His sympathy with indigenous culture is also highlighted with the powerful Murujuga about the clash between Aboriginal Culture and White development.
Bernard makes a rare foray into love songs (once again he is involved). Nothing soppy here, but some great metaphors. The titles say it all- ‘White Goods for the Heart’, ‘She’s The One’ and ‘Best news of My Life’. ‘Don’t Ask’ challenges the notion of the promotion of war (particularly in the media) with its use of the noble words, liberation and democracy. The reality of course is much different and “We’re Never Gonna Know’. It’s Irony with a capital I when he takes on the arms manufacturers who are developing ‘environmentally friendly weapons –(It almost makes the mind boggle). The ludicrousness of this is emphasised when ‘Dreams of Peace on Paper Wings’ tells the story of the little Hiroshima girl who died of leukaemia afterwards- environmentally friendly indeed.

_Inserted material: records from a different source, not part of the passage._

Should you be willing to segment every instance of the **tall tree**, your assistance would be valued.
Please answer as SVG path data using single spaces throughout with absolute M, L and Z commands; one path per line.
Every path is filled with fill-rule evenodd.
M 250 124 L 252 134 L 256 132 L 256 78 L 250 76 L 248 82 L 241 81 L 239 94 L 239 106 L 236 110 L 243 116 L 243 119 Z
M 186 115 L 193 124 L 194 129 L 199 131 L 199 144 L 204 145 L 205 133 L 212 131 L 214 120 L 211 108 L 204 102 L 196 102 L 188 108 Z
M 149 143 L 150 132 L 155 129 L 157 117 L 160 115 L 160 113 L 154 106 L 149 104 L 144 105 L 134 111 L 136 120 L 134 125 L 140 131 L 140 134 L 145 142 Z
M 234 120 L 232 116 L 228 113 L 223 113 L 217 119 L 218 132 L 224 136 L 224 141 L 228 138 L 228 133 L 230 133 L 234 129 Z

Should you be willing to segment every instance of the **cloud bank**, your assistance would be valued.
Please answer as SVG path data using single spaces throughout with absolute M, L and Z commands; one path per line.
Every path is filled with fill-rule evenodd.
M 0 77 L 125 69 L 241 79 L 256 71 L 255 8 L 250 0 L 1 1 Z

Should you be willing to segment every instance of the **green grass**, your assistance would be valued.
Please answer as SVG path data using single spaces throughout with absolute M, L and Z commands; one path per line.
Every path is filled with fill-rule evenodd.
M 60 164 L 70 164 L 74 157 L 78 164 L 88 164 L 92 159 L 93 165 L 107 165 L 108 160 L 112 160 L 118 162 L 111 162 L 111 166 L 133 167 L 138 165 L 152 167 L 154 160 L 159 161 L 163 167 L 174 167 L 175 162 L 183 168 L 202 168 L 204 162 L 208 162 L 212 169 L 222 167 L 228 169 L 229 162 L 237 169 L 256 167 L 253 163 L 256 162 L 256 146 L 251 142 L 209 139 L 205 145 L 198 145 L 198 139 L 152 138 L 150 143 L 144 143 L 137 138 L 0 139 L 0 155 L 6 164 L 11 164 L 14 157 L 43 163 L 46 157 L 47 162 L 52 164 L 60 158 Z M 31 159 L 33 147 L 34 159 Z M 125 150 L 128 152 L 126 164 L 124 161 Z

It wouldn’t be a Bernard Carney without a touch of Australian history and ‘A Rose in Your Heart’ is a tribute to the convict women sent here for petty crimes. ‘Feather Foot Fairy’ stands out as being different from the rest of the album. A bouncy song written for his grandchildren and how lucky were they to have this song of imagination about fairies, dinosaurs, butterfly bats and starfish birds? Adults will like it too.
The title track is a recipe for dealing with life’s problems – simply rise above them, get above the ‘weather’ (as opposed to the solution of ‘Getting under the Weather’).
This is a thoughtful album, there is a fair bit of the poet in Bernard Carney- his use of metaphor and simile in his songwriting is never obscure. Even his more personal and introspective songs can be related to and this is the mark of a good songwriter.
There is a cast of many as backing on the album including cellist, Peter Grayling, David Hyams and his good lady wife Eleanor, all of whom add to the quality of the overall production and enhance its attractiveness. Go out and buy it.